A user with accounts across multiple platforms could face compounded exposure. For instance, if the same email address appears in both the Dubsmash and Big Basket breaches, with similar passwords, an attacker could potentially pivot from one platform to another, gaining more insight with each step. This sort of cross-platform correlation is increasingly common in the data aggregation circles of cybercrime forums, where publicly available breach data is used to build composite identities.
The fact that these datasets were made publicly and freely available is another critical element. When breach data circulates openly, often uploaded to anonymous file-sharing sites or pastebins, it ceases to be the domain of specialist attackers and becomes accessible to a much wider group. This includes amateur hackers, curious onlookers, and would-be social engineers. It lowers the barrier to exploitation and makes preventative responses much harder. Public breach data also allows companies and journalists to verify leaks, but this transparency comes at the cost of control and containment.
It’s worth considering that some of these platforms may not have acknowledged the breaches publicly, especially if the leaks occurred outside of any formal breach notification process. In other cases, the data may be older and part of past incidents that were partially addressed or underreported. The blend of known and lesser-known brands in this group shows that data vulnerability does not discriminate by size or popularity.
The cumulative figure of 63 million accounts is significant on its own, but it becomes even more pressing when considering the varied audience segments: from Indian households to European web developers, from creative professionals to mobile-first youth. The breaches touch not only consumer identities but also professional roles, technical infrastructure, and behavioral data.

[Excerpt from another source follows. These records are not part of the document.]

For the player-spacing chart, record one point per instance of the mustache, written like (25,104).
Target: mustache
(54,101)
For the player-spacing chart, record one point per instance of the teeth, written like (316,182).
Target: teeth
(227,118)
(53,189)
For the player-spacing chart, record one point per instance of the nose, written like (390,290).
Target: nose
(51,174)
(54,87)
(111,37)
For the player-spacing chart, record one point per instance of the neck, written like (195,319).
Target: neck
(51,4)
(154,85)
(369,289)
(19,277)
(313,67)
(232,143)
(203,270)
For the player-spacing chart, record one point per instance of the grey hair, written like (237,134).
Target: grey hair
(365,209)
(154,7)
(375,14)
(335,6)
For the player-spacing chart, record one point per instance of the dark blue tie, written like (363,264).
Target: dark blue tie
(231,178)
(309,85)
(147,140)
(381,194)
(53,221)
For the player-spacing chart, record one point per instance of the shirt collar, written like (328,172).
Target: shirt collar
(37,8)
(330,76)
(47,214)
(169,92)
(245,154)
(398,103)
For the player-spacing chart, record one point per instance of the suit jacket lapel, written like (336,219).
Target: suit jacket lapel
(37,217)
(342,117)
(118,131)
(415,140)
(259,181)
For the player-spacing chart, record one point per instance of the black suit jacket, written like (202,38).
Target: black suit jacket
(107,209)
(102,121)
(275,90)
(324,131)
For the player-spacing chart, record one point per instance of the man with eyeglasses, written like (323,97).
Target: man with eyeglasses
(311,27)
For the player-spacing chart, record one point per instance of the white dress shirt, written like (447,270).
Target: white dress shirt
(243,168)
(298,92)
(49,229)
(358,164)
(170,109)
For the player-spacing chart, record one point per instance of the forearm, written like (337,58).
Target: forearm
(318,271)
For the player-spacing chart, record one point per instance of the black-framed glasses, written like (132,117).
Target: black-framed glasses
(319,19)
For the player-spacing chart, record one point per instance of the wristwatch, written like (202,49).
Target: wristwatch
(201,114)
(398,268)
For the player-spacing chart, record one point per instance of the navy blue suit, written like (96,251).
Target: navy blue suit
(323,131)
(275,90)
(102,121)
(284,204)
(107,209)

What emerges is a mosaic of digital risk, stitched together by a patchwork of compromised platforms, inconsistent security practices, and a global user base that increasingly has little say in how or where their data ends up. For those who work in digital privacy, law enforcement, journalism, or corporate risk, breaches like these offer both a warning and a dataset. They provide insight into what’s leaking, who is affected, and how patterns emerge across platforms.